“哟,这脏布还卖出去了?”李菊香阴阳怪气,“我还以为得报废,苏同志可真有本事,烂布都能变现。”
苏糯糖没抬头,拨着算盘慢悠悠说:“是啊,还好泼墨的人没经验,只泼了表层,要是把墨水瓶倒扣在布上,这匹布就真废了。

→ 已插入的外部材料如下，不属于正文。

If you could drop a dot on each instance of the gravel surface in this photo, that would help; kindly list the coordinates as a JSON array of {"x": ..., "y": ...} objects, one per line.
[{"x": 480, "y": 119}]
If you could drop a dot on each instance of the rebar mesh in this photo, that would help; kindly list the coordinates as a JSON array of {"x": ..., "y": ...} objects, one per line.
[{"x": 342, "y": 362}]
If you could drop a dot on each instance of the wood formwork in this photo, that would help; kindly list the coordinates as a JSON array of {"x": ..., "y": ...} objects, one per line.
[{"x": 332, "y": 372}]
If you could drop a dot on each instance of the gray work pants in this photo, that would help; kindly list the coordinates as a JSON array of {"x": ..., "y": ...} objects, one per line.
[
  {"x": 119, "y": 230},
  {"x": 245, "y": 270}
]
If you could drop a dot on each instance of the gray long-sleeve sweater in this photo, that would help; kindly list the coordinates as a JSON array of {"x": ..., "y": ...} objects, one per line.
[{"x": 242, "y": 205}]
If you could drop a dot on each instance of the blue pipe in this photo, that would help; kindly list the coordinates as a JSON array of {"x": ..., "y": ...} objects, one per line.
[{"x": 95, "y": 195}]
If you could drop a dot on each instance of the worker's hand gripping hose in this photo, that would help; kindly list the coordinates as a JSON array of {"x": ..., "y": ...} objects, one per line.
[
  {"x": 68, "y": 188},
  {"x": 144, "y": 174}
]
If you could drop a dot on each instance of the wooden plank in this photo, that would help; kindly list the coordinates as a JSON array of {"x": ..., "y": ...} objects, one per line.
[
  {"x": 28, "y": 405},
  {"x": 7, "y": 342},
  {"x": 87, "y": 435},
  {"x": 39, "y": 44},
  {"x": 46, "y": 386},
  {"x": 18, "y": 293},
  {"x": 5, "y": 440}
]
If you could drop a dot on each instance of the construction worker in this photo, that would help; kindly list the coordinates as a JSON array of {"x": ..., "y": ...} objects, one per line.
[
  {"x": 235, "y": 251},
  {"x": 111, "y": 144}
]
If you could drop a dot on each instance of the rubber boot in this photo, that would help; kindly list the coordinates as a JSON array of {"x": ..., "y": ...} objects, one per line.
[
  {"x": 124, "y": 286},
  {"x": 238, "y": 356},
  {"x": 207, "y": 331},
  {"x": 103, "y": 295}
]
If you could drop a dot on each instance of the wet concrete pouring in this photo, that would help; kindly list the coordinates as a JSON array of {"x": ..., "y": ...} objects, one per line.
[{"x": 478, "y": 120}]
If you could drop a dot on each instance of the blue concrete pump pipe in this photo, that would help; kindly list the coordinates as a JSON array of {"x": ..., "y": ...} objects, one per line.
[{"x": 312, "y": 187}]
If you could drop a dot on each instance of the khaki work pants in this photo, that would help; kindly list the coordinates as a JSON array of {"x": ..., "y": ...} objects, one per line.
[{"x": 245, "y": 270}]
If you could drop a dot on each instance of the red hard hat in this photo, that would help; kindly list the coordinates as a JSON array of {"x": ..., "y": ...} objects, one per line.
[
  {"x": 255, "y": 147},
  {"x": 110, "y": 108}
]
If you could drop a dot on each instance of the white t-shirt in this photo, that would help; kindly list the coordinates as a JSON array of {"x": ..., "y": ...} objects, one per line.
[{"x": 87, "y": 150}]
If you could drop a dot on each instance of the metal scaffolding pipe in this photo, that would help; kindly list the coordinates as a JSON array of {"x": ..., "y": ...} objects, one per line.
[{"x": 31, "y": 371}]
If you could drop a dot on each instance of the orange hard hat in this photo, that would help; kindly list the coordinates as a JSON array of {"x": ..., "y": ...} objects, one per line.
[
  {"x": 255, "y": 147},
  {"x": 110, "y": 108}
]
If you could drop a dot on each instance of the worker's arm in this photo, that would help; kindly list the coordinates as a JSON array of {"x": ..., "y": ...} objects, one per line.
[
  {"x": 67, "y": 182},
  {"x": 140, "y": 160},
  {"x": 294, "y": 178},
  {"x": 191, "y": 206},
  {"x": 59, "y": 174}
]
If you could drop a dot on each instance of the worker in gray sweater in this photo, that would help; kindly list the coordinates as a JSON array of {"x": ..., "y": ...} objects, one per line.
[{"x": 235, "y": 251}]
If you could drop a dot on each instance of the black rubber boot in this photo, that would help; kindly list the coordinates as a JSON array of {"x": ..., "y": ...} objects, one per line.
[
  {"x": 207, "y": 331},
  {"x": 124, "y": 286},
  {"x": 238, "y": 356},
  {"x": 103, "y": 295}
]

李同志对墨汁这么懂,要不给咱柜台推荐个牌子?”
李菊香脸上的假笑瞬间僵住,手一抖,茶缸里的水晃出来好几滴:“我哪懂这个,随口问问,我接水去!”
她慌慌张张跑了,脚步都打飘。
张亚琴凑过来小声说:“你瞅见没?她手背上那点墨渍,下午使劲搓了半天,可印子还在,不是她是谁!”
苏糯糖嗯了一声,继续低头算账。
五点半下班铃一响,苏糯糖叠好围裙放进储物格。张亚琴锁着钱盒嘀咕:“明天主任一准要翻事故说明……糯糖,你真要自己掏那二十块差价?”
“嗯,我补。”苏糯糖系好棉袄,背上军绿色挎包,“先把账抹平,少生些口舌。”
“可这口气咽得下吗?”张亚琴愁眉苦脸,“李菊香那性子,这回尝到甜头,下次指不定捅出啥娄子!”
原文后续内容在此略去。